Sur la séropositivité, pas du tout. Pour l’homosexualité, au lycée, comme tous les garçons efféminés, j’ai subi beaucoup de quolibet, on m’appelait chochotte. Pendant un an, avec mon meilleur ami, on a été harcelés au lycée, par un grand facho, physiquement il était violent. Cela n’a pas entamé nos convictions, on avait une conscience politique déjà affirmée, mais on en a souffert. Cela a été assez loin, comme la saisie d’avocats par nos parents respectifs. Il y a eu aussi l’agression par un facho dans une manif contre des anti-IVG, il y a 3 ans. Il m’avait pris pour cible, à cause de mon tee-shirt Act-Up et m’a traité de sale bolchévik... Je ne vois toujours pas le rapport ! Il voulait me crever l’œil et n’a réussi que 12 points de suture. Je m’en suis remis et ça n’a pas entamé mon esprit de lutte.

Tu annonces tout de suite la couleur/ta séropositivité lors de tes émois sexuels ?
Absolument, alors là, en tant que militant, je me l’impose, c’est une évidence. Je ne veux pas être moraliste, c’est moi qui suis comme ça. Mais en même temps je ne suis pas vraiment confronté à ce problème puisque je ne couche pas beaucoup en dehors de mon couple.

Est-ce qu’être différent t’a posé des problèmes ?
Absolument pas. Je ne me sens pas différent, ni d’une femme, ni d’unE bi, ni d’unE trans, ni d’unE hétéro. Whatever. Je ne crois pas au genre, au genre intrasèque, pas au genre social. En fait je n’ai pas l’impression d’être différente des copines.
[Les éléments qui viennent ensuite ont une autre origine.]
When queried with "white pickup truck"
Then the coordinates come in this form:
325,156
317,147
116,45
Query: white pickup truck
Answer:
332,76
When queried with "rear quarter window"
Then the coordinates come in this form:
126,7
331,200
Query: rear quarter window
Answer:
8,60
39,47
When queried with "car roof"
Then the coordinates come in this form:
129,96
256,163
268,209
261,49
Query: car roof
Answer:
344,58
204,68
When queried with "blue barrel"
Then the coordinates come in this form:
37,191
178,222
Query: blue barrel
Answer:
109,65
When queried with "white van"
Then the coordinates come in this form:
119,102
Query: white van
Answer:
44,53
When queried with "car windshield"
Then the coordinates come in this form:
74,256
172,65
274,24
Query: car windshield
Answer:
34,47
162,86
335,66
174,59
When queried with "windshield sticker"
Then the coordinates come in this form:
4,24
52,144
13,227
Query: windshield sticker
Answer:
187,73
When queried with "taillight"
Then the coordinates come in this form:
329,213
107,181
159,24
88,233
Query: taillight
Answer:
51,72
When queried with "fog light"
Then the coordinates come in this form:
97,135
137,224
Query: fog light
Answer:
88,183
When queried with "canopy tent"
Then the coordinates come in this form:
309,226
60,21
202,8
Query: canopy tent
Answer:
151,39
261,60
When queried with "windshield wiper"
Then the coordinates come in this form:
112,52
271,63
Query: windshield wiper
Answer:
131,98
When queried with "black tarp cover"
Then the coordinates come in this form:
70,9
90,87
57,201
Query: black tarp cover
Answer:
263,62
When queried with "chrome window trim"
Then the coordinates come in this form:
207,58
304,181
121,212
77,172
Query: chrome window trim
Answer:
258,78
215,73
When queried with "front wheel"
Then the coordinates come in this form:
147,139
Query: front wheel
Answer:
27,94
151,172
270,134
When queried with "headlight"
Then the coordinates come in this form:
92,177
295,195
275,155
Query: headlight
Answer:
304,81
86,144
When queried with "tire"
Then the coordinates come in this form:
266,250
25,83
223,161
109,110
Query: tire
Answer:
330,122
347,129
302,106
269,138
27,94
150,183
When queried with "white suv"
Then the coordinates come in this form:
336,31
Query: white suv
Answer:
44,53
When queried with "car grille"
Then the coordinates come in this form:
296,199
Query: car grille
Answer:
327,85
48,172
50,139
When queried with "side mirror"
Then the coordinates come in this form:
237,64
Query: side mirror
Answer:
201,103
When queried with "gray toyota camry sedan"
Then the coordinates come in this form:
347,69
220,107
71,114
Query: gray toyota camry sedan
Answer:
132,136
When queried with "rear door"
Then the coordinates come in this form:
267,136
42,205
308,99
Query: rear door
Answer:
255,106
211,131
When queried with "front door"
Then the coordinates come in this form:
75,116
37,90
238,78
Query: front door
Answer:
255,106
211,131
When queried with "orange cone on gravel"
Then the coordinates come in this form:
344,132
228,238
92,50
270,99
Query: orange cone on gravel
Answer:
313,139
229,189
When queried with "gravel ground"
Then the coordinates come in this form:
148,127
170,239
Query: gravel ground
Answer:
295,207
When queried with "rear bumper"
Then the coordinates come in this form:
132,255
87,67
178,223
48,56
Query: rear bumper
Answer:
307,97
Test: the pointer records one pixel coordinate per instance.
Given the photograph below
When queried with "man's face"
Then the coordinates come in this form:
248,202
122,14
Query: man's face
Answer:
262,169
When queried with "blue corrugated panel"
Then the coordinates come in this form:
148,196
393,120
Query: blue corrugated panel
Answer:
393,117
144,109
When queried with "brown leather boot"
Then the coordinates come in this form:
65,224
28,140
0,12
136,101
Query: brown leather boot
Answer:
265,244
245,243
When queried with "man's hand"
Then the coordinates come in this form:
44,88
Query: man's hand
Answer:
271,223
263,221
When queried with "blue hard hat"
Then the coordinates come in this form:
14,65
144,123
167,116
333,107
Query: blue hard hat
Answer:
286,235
Quelles drogues prends-tu ou as-tu prises ?
Je fumaillotte dans quelques rares occasions. J’ai arrêté définitivement l’héro en 1982. J’ai été héroïnomane, pendant 4 ans. J’ai pris beaucoup d’acides, champignons, LSD, buvard, opium. Ado, génération Woodstoock, j’ai tout essayé. En 1982, c’est de voir mon mec aller jusqu’au bout de sa pulsion de mort avec l’héro, qui m’a fait décrocher, du jour au lendemain, en rentrant de Thaïlande, sans aucune aide. Enfin j’ai bu de l’alcool fort et ensuite j’ai arrêté l’alcool. J’avais envie de vivre. Je l’ai fait tout seul. J’en avais marre de ce milieu.

Comment vis-tu ?
Je suis en arrêt maladie depuis 6 mois, pour la première fois de ma carrière. J’ai été con, de ne pas le faire avant, mais j’aime trop mon métier, je suis journaliste dans la recherche fondamentale. Cela m’a fait un bien fou, d’avoir du temps pour moi, j’ai pu écrire un livre, danser, aller à la piscine, et ne plus penser qu’à la « valeur » travail. Je me sens revivre.

Dans dix ans tu te vois comment ?
Avec mon mari, on veut partir en Grèce, pour vivre sur une île (en locataires), peut-être que nos amants nous suivront ? Il faut dire que mon ami est grec. Je me vois sereinement. Je suis passé par une phase où je ne me voyais aucun avenir, la mort venait demain. Je suis passé tellement près d’elle, qu’avec Christaki, on a fait le tour de tous les organismes de voyage pour emprunter sur dix ans de quoi faire de beaux voyage. Et puis sont arrivées les trithérapies, et l’immense espoir, l’aisance de vie que cela nous a donné, mon traitement qui me convient, cela fait basculer à nouveau dans l’optimisme, dans la vie.

Si tu devais changer quelque chose dans ta vie ce serait quoi ?
Je ferais bien le challenge de découvrir de ce que c’est qu’être une femme. De refaire mon parcours mais au féminin. Cela m’intéresserait.

Qu’est ce que tu dirais à unE séroneg sur le fait d’être séropo ?
C’est dur. J’aurais envie de dire aussi, venez à une RH d’Act Up, il y a des séropos, des séroneg, des hétéros, des homos, des trans. Venez voir ce que c’est que la lutte des séropos. Je pense que c’est cela que je dirais. C’est mon côté militant qui ressort toujours !


[1NdR : ce problème n’existe plus aujourd’hui.